Christopher is the author of a detailed report on the measurements and mathematics of chambered nautilus specimens around the world:  Nautilus Spirals and the Meta‐Golden Ratio Chi.  His meticulous and detailed references, drawings and calculations confirm the inaccuracy of the myth that the nautilus shell spiral was an example of the golden ratio phi (φ), the ratio that divides a golden rectangle into a square and a smaller golden rectangle.   It is, however, patterned on a logarithmic spiral (as is the golden spiral), but with a geometric ratio, on average, close to 1.31.  Phi (φ) is approximately 1.618.

Remarkably, one of the six known species of nautilus, the rare “crusty nautilus”, diverges in its proportions from the other five species, and demonstrates a geometric ratio of 1.35566, extremely close to the number chi (χ) – 1.35567.    Chi (χ) is known as the Meta-Golden ratio, as it divides a meta-golden rectangle into a golden rectangle and a smaller meta-golden rectangle.

Christopher points out that “all of the specimens are natural forms with inherent biological variability and will not conform perfectly to strict mathematical parameters.

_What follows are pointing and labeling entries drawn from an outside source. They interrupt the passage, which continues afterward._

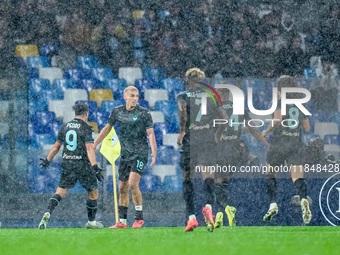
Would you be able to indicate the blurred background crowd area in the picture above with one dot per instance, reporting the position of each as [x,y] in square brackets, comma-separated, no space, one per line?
[226,38]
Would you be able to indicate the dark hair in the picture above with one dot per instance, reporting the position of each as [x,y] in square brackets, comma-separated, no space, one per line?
[81,109]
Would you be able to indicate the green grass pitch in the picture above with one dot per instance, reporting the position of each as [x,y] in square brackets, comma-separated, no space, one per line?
[241,240]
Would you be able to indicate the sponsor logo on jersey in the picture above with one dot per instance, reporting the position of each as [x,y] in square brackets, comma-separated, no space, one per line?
[73,125]
[65,156]
[195,127]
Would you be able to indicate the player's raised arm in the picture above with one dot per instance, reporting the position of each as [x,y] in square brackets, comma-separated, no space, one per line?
[153,145]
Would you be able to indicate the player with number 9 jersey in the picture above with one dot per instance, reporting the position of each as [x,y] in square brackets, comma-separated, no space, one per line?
[74,135]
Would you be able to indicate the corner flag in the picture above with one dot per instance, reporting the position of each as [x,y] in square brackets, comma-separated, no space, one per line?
[111,147]
[111,151]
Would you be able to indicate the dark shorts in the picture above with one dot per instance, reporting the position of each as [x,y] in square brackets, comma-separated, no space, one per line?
[283,150]
[137,165]
[71,172]
[195,155]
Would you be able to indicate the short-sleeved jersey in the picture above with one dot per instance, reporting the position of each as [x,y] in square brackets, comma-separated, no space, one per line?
[199,128]
[291,124]
[75,134]
[235,122]
[132,130]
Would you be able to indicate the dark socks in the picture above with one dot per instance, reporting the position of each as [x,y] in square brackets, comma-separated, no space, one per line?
[301,187]
[271,189]
[54,201]
[138,214]
[91,209]
[221,191]
[188,195]
[122,212]
[209,190]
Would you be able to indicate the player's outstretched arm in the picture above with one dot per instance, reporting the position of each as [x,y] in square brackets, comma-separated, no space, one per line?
[54,151]
[152,140]
[105,131]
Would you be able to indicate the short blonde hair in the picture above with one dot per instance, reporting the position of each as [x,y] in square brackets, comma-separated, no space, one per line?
[130,88]
[194,73]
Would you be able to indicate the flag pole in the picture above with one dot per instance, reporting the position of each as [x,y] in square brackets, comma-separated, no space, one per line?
[115,190]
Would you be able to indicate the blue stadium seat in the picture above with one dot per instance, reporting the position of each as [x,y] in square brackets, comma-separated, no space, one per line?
[150,183]
[307,136]
[37,106]
[93,109]
[304,83]
[76,75]
[173,183]
[160,129]
[173,86]
[87,62]
[60,85]
[89,84]
[33,73]
[47,49]
[102,73]
[144,104]
[38,61]
[335,118]
[166,155]
[317,117]
[43,122]
[109,105]
[39,140]
[102,118]
[137,43]
[332,139]
[153,74]
[117,87]
[167,107]
[36,86]
[309,73]
[139,54]
[144,84]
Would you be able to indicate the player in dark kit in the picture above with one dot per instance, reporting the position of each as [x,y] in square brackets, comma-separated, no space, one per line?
[78,163]
[135,123]
[286,145]
[198,145]
[231,151]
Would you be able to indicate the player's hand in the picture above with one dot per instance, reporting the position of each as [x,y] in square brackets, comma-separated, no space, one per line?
[99,172]
[153,156]
[180,138]
[45,163]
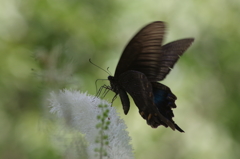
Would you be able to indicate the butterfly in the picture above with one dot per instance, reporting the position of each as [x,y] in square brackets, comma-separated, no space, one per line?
[142,64]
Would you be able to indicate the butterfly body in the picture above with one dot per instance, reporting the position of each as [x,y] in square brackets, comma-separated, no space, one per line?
[145,61]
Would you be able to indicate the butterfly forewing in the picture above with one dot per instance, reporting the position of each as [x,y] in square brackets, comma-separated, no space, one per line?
[145,61]
[143,52]
[170,54]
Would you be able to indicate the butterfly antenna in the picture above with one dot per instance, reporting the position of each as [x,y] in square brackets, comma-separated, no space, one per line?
[98,91]
[109,71]
[98,67]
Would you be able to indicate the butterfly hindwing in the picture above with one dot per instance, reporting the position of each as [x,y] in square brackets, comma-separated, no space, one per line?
[137,85]
[143,62]
[164,100]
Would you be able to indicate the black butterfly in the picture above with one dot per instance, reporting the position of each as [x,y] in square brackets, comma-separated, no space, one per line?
[145,61]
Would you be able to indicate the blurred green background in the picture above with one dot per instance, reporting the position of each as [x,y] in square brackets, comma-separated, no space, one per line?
[46,44]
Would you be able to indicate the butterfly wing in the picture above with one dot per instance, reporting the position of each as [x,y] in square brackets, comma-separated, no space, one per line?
[164,100]
[170,54]
[137,85]
[143,52]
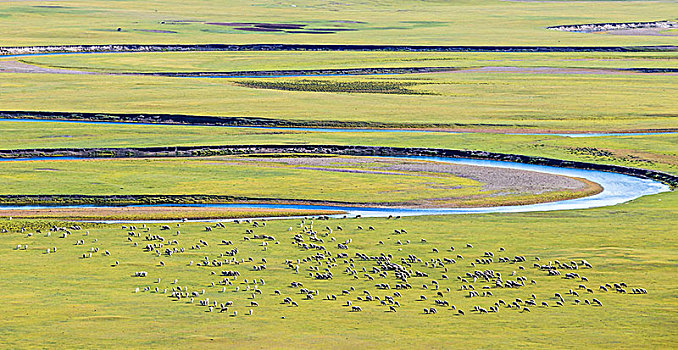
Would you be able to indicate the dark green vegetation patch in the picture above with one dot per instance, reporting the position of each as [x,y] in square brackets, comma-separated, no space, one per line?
[361,87]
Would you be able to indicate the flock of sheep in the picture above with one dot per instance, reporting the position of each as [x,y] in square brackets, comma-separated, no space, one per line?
[323,264]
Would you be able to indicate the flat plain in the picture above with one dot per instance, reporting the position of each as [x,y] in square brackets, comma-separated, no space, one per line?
[175,275]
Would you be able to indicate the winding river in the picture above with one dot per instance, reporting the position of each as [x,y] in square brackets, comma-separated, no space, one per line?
[337,130]
[617,189]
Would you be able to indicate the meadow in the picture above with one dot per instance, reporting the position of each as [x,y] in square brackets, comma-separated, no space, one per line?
[354,180]
[473,100]
[490,22]
[658,152]
[178,278]
[631,243]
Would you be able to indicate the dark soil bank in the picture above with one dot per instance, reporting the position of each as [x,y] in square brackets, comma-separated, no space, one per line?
[203,151]
[20,50]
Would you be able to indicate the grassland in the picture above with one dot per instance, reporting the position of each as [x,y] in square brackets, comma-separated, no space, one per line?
[79,296]
[340,179]
[649,151]
[632,243]
[433,22]
[480,99]
[249,61]
[154,213]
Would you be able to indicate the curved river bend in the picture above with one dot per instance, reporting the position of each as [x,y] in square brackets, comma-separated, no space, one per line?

Although Nautilus chamber growth follows overall exponential trends, some allometric discontinuities occur due to adverse ecological conditions (e.g., water temperature and pH) as well as in very early and late ontogeny (e.g., the last chamber is reduced in volume) …. The Nautilus simply follows its genetic imperative growing gracefully larger without changing shape.”

The article includes an extensive discussion of how the golden ratio myth arose and came to dominate the public conversation and a review of the unusual physiology of the nautilus.  He offers a more extensive discussion of the meta-golden ratio and its appearance in art and architecture and notes that chi (χ) and phi (φ) are both close to the 4:3 ratio also referenced in studies of art and perspective.  The 4:3 ratio in decimal form is 1.333.

Conclusion:

Some might argue that the mathematical details of nautilus shell geometry is about as interesting as the trope about how many angels could dance on the head of a pin.  In practical terms, those shells and the creatures that build them are all fascinating and beautiful.

It is also terrifying to think that the choices made by humans in the last 100 years is now about to destroy a species, with such a remarkable, beautiful and iconic shape, that has lived for 500,000,000 years.

Do you think there is time to reverse course?